I have data with class imbalance (the response variable has two classes, one of the classes is significantly more common than the other). Accuracy does not seem to be a good metric to train a model in this situation (I can get 99% accuracy and completely misclassify the minority class). I think that using the F1 score would be more beneficial.
Has anyone ever tried using the F1 score as a training metric in R? I tried modifying the iris data set to make species as a binary variable and run random forest.

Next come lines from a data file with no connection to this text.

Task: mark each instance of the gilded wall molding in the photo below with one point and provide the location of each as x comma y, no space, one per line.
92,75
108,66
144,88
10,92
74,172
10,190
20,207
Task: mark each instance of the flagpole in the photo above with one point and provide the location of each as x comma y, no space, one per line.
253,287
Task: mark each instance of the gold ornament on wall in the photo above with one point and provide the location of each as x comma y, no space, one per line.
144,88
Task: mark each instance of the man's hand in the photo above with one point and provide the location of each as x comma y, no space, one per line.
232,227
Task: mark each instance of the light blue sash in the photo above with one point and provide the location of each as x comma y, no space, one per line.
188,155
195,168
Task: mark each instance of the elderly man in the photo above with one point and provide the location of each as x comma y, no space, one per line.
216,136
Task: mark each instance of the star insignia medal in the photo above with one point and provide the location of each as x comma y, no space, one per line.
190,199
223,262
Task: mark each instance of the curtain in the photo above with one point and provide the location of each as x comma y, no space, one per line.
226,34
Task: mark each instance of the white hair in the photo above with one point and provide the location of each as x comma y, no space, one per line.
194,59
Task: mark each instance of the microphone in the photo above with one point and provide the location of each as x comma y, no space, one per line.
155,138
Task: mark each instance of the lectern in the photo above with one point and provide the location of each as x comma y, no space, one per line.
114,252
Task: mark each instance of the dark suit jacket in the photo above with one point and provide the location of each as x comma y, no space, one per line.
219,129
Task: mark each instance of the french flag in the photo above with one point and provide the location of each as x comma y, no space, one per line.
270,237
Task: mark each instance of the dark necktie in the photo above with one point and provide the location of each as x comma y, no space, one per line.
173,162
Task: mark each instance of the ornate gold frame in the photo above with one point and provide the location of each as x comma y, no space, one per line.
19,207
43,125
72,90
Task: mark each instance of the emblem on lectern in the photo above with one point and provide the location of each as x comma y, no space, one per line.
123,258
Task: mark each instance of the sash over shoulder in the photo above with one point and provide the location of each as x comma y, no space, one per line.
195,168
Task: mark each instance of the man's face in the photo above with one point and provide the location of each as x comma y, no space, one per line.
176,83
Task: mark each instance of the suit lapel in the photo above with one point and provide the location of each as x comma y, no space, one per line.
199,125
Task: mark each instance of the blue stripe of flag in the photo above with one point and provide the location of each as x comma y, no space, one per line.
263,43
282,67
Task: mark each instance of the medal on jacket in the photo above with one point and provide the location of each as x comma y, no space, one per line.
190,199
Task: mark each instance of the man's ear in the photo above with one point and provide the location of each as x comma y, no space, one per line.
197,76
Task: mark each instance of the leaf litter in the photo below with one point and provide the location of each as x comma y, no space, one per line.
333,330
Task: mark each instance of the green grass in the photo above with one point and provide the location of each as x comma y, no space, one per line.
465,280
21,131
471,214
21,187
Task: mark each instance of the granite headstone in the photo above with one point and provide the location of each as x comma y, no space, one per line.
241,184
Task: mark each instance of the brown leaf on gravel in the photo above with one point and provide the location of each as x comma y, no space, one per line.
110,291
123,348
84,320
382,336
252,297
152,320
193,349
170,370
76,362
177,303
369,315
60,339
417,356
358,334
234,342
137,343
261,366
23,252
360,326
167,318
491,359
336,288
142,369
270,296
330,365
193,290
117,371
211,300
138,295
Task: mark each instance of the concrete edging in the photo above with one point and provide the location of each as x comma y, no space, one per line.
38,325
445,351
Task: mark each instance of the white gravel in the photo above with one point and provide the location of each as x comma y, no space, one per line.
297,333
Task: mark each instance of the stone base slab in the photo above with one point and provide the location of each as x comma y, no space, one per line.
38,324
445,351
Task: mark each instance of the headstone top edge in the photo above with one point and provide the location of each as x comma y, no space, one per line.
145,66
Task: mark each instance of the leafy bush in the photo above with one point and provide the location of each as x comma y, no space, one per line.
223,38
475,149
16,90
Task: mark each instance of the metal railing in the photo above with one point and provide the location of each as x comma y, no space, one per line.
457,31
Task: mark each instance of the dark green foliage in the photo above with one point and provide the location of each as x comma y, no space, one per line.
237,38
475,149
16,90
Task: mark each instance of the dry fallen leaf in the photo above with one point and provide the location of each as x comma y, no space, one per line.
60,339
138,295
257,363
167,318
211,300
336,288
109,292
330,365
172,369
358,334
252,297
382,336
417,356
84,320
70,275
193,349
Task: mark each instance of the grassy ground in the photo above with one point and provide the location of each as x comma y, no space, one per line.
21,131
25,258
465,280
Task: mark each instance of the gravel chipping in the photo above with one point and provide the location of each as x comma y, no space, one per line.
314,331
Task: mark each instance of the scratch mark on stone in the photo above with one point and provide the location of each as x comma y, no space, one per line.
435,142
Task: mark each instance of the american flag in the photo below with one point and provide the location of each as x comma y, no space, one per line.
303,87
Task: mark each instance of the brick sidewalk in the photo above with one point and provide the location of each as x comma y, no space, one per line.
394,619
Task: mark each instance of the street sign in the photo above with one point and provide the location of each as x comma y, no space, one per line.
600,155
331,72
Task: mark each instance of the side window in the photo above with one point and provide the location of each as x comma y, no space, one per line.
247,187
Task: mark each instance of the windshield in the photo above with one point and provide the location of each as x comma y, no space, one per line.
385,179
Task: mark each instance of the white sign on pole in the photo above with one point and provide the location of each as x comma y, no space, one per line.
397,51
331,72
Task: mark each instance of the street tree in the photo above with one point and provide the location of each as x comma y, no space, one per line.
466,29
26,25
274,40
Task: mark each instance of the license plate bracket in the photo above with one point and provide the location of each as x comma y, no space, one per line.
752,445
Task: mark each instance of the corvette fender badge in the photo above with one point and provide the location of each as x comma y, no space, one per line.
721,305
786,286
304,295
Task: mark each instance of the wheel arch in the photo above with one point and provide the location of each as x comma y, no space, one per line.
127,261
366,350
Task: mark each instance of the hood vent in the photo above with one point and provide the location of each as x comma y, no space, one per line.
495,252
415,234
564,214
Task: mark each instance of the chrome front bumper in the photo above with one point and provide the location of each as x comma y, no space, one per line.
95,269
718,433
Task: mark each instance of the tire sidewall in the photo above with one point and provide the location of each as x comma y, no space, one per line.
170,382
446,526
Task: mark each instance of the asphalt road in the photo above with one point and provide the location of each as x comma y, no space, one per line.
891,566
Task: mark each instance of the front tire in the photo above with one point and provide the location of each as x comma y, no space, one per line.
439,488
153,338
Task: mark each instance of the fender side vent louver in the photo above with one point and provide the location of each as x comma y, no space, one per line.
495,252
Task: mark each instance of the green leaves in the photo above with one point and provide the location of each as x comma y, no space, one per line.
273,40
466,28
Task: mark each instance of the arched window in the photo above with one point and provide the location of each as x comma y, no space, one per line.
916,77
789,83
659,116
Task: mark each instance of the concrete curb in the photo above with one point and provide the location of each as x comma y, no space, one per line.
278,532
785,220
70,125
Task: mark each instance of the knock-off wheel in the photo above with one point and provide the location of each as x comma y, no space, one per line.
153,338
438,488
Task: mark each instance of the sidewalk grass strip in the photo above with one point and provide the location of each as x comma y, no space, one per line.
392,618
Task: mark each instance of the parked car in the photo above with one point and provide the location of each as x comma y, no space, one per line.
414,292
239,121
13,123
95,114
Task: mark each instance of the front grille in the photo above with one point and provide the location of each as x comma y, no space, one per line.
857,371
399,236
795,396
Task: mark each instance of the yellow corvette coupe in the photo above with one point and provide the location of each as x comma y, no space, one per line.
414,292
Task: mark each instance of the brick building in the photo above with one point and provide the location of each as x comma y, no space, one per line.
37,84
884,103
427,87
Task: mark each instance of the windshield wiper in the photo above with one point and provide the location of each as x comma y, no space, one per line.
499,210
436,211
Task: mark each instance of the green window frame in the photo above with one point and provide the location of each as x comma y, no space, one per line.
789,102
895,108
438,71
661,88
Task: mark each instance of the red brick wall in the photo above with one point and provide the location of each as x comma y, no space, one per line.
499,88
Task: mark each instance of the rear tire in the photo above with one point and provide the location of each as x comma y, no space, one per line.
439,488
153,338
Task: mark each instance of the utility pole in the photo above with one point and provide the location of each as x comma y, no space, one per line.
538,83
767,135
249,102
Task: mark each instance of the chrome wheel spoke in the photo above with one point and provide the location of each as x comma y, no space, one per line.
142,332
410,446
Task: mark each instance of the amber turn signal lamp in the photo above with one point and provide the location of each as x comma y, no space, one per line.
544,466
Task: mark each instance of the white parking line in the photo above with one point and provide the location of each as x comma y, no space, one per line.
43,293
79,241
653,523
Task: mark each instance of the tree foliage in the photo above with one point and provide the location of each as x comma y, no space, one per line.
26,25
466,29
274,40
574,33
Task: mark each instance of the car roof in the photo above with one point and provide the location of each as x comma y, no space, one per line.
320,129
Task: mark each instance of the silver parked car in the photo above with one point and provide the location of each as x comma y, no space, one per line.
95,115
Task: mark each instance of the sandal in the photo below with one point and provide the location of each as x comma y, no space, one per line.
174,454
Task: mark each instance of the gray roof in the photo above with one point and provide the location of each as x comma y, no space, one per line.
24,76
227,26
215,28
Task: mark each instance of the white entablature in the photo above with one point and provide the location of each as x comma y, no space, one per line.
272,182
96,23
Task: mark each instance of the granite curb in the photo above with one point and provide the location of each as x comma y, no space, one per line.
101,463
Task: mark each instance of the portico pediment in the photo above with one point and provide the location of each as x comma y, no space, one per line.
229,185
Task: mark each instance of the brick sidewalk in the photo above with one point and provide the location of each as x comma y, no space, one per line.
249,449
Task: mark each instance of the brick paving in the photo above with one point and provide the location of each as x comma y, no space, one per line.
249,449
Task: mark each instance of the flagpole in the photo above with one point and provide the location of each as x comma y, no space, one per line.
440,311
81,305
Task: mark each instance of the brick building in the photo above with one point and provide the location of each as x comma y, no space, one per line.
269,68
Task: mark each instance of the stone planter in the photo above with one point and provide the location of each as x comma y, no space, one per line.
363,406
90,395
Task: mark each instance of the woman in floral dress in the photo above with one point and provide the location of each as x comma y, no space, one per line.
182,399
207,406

Could someone please help me debug this?
library(caret)
library(randomForest)
data(iris)
iris$Species = ifelse(iris$Species == "setosa", "a", "b")
iris$Species = as.factor(iris$Species)
f1 <- function (data, lev = NULL, model = NULL) {
precision <- posPredValue(data$pred, data$obs, positive = "pass")
recall <- sensitivity(data$pred, data$obs, postive = "pass")
f1_val <- (2 * precision * recall) / (precision + recall)
names(f1_val) <- c("F1")
f1_val }
train.control <- trainControl(method = "repeatedcv",
number = 10,
repeats = 3,
classProbs = TRUE,
#sampling = "smote",
summaryFunction = f1,
search = "grid")
tune.grid <- expand.grid(.mtry = seq(from = 1, to = 10, by = 1))
random.forest.orig <- train(Species ~ ., data = iris,
method = "rf",
tuneGrid = tune.grid,
metric = "F1",
trControl = train.control)
Gives the following error:
Something is wrong; all the F1 metric values are missing:
F1
Min. : NA
1st Qu.: NA
Median : NA
Mean :NaN
3rd Qu.: NA
Max. : NA
NA's :10
Error: Stopping
In addition: There were 50 or more warnings (use warnings() to see the first 50)
5: stop("Stopping", call. = FALSE)
4: train.default(x, y, weights = w, ...)
3: train(x, y, weights = w, ...)
2: train.formula(Species ~ ., data = iris, method = "rf", tuneGrid = tune.grid,
metric = "F1", trControl = train.control)
1: train(Species ~ ., data = iris, method = "rf", tuneGrid = tune.grid,
metric = "F1", trControl = train.control)
> warnings()
Warning messages:
1: In randomForest.default(x, y, mtry = param$mtry, ...) :
invalid mtry: reset to within valid range